Un Cubain raconte comment il a été escroqué en Espagne et avertit : "Ils ont vidé mon compte bancaire"

Un Cubain de 26 ans en Galice raconte comment un SMS frauduleux de Correos a vidé son compte bancaire en Espagne grâce à une arnaque de smishing.



Cubain en EspagneFoto © @soyestibito / TikTok

Un jeune Cubain de 26 ans, résident en Galice, connu sur TikTok sous le nom de Estibito, a raconté ce mardi comment une escroquerie par message texte a totalement vidé son compte bancaire il y a environ un an, depuis son arrivée en Espagne.

Dans une vidéo publiée sur son profil TikTok, le jeune homme a expliqué que tout a commencé lorsqu'il a reçu un SMS qui semblait provenir de Correos España, lui informant que son colis n'avait pas pu être livré en raison de problèmes avec l'adresse.

Le piège a fonctionné parce que la coïncidence était parfaite : Estibito attendait vraiment un colis et vivait à une adresse difficile à localiser dans un village. « J'attendais un colis de la poste et alors je reçois un message de la poste... votre commande n'a pas pu être livrée car nous n'avons pas trouvé l'adresse », a-t-il expliqué.

En cliquant sur le lien inclus dans le message, il a été redirigé vers un faux site web imitant le design de Correos Express. Il y a saisi ses informations bancaires. « Ça m'envoie sur une page de Correos Express. Une page jaunâtre, tout est là, puis tout à coup il me dit de remettre les données... au bout d'un moment, ils me prélèvent un centime de mon compte bancaire », se souvient-il.

Il interpréta ce frais minimum comme une pénalité logique pour le renvoi du paquet, sans se douter de ce qui allait suivre.

Dans la nuit, alors que je dormais, les escrocs ont commencé à agir. « Je me couche pour dormir et je vois le téléphone, ça sonne 20 €, 20 €, deux retraits de 20 € effectués à un guichet automatique... et ensuite soudain, boum, ils ont retiré le reste de l'argent dans un distributeur automatique à Barcelone », a-t-il raconté.

Lorsque vous avez vérifié votre compte chez Banco Santander, le résultat fut dévastateur : « Le compte bancaire est à 0, famille, à 0 à 0 ».

Le jeune a déposé une plainte à la police et a immédiatement annulé ses cartes, mais la banque ne lui a pas remboursé l'argent retiré aux distributeurs.
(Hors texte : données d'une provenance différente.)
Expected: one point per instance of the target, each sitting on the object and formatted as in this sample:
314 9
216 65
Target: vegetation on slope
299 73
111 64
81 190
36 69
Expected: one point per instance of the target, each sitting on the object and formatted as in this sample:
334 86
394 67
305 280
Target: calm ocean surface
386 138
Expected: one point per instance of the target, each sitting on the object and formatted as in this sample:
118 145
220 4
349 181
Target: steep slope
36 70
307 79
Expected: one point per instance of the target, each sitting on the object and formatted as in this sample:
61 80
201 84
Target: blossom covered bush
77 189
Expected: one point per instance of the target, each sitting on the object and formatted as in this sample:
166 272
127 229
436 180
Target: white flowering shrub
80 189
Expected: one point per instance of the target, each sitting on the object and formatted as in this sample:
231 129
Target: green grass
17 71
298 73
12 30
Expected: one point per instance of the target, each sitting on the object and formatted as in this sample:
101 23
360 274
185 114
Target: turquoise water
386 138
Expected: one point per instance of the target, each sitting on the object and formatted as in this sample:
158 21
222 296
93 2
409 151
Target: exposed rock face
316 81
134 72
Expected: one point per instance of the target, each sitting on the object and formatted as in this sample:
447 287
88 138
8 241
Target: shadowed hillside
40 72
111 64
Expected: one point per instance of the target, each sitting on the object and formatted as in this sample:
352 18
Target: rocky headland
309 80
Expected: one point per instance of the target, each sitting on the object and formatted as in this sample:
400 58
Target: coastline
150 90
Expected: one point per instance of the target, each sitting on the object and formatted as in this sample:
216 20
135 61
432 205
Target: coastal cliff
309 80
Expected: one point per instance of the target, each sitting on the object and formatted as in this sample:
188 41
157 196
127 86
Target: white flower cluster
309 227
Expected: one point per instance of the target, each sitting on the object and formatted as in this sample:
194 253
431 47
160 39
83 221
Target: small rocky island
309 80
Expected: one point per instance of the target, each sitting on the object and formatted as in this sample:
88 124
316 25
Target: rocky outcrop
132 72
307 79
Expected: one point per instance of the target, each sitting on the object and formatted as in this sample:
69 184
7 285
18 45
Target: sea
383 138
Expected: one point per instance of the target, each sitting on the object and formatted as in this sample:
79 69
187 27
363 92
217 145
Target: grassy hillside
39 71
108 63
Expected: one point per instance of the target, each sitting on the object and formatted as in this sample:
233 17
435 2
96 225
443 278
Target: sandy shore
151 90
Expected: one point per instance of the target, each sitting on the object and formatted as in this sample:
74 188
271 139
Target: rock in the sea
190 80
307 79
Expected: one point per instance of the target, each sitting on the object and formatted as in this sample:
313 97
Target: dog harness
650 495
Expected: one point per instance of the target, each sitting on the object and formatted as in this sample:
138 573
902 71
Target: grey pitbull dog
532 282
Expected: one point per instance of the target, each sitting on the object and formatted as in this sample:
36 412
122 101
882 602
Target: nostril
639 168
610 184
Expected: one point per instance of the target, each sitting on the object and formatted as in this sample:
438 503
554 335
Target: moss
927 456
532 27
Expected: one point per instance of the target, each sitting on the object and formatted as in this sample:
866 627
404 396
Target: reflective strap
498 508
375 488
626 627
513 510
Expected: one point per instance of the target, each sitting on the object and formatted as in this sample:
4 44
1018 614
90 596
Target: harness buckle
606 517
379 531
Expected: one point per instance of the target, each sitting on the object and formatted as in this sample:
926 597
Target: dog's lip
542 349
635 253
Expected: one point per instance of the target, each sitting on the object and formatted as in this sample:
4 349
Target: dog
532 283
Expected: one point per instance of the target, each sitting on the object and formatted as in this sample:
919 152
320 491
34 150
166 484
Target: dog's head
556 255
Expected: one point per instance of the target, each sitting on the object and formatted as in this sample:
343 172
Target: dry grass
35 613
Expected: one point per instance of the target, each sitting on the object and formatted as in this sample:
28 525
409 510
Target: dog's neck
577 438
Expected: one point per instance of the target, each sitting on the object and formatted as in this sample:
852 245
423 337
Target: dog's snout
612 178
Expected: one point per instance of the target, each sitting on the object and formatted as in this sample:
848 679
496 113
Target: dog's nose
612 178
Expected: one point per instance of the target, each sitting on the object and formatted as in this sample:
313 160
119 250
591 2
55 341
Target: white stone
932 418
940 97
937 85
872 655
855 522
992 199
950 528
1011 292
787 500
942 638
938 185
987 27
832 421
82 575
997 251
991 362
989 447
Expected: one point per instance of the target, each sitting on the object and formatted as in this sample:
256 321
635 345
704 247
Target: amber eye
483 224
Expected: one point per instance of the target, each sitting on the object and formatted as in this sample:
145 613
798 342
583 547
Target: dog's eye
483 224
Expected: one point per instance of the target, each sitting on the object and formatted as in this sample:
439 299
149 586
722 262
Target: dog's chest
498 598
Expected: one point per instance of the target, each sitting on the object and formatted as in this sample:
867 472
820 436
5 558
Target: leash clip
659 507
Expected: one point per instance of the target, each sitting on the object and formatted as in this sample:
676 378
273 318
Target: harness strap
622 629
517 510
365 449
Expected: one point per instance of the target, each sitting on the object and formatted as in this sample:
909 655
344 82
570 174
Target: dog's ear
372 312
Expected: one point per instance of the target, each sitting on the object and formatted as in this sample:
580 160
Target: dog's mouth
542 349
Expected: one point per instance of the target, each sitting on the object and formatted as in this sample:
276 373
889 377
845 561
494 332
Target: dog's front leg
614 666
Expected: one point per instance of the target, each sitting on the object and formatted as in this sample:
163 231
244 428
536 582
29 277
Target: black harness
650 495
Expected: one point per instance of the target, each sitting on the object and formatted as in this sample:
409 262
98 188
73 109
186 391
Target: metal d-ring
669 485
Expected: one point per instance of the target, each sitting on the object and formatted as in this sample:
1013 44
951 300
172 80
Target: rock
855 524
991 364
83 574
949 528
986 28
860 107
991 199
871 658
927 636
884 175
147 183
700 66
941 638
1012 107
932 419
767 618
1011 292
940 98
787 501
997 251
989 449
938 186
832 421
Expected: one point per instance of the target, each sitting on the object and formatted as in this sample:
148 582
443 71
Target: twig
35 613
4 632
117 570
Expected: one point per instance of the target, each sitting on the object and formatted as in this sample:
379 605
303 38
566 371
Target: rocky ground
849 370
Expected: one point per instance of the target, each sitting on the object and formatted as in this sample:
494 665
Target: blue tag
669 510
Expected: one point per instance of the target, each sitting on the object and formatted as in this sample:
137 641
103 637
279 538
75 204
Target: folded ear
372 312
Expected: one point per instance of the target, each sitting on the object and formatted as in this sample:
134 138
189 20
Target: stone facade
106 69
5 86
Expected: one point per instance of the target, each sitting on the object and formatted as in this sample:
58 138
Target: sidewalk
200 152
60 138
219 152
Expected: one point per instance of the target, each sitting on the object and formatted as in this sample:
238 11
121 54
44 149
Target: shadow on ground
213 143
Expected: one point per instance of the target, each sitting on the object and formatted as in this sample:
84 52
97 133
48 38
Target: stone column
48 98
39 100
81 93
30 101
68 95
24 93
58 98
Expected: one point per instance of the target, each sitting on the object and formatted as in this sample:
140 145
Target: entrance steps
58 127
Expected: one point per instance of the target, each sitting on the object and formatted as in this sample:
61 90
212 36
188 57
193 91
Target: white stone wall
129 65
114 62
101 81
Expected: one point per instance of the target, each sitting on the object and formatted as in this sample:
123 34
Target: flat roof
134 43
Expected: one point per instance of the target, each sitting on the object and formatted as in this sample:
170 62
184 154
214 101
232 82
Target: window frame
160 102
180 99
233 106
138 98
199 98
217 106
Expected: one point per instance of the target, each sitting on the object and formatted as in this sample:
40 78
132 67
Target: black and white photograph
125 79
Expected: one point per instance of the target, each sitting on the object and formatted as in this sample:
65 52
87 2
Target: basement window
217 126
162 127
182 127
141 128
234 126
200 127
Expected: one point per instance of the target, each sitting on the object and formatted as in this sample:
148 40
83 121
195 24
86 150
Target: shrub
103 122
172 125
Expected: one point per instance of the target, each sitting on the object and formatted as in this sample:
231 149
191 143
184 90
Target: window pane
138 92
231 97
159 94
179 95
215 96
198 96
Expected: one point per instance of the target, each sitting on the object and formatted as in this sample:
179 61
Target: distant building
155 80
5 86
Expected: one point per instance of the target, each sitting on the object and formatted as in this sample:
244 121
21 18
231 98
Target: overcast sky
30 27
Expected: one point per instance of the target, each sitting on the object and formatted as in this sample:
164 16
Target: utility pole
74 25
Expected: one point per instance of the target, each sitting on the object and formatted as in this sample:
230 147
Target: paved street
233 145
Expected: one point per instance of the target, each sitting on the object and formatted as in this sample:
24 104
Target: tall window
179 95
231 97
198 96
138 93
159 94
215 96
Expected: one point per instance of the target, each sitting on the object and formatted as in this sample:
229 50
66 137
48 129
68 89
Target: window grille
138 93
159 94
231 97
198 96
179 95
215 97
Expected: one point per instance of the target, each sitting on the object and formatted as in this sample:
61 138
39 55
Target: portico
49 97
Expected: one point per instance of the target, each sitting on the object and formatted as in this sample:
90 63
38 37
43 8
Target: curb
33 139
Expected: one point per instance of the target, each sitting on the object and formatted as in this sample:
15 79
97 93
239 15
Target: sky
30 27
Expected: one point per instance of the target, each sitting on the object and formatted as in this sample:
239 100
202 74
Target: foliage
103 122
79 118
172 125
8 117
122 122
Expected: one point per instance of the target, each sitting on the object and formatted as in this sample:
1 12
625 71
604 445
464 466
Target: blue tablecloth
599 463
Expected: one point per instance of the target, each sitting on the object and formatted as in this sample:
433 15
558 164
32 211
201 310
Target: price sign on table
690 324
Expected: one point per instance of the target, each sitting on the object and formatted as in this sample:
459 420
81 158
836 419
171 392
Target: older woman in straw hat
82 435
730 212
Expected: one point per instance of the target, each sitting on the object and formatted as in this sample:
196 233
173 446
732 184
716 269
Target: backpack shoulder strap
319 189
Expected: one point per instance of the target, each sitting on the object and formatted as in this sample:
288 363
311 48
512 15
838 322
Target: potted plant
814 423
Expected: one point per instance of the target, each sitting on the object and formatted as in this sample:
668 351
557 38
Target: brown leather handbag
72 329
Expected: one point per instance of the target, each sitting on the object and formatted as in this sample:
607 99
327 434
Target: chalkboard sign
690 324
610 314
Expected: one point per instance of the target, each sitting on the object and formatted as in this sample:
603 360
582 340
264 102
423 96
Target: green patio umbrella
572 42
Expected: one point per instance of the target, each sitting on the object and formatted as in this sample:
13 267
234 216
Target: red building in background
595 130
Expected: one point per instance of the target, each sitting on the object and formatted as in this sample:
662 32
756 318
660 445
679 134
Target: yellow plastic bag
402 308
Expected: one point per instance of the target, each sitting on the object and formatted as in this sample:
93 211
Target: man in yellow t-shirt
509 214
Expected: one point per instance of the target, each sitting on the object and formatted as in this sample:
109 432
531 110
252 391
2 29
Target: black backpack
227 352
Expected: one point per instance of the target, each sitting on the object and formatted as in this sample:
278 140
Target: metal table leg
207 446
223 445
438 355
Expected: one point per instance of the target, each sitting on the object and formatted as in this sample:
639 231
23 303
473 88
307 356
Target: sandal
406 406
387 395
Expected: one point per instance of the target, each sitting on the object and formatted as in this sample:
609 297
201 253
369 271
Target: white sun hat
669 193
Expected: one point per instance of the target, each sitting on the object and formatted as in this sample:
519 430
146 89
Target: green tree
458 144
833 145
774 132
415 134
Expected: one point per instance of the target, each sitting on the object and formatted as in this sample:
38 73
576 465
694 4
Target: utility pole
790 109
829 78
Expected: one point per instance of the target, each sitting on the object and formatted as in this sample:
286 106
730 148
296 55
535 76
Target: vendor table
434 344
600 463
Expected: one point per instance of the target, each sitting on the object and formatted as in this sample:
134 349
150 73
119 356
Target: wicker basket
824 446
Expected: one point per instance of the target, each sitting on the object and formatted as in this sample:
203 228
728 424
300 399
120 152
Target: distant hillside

Il n'a récupéré que 40 à 50 euros correspondant à des achats frauduleux en ligne. « Injustement, ils ont gardé l'argent et je n'ai jamais pu le récupérer », a-t-il déploré.

Ce type de fraude, connu sous le nom de smishing, est devenu l'une des escroqueries les plus répandues en Espagne en 2025, avec des milliers de cas signalés. Le mécanisme fonctionne en trois phases : envoi du SMS piégé, capture des données par le biais d'une fausse page et exécution du vol via des distributeurs automatiques ou des achats en ligne.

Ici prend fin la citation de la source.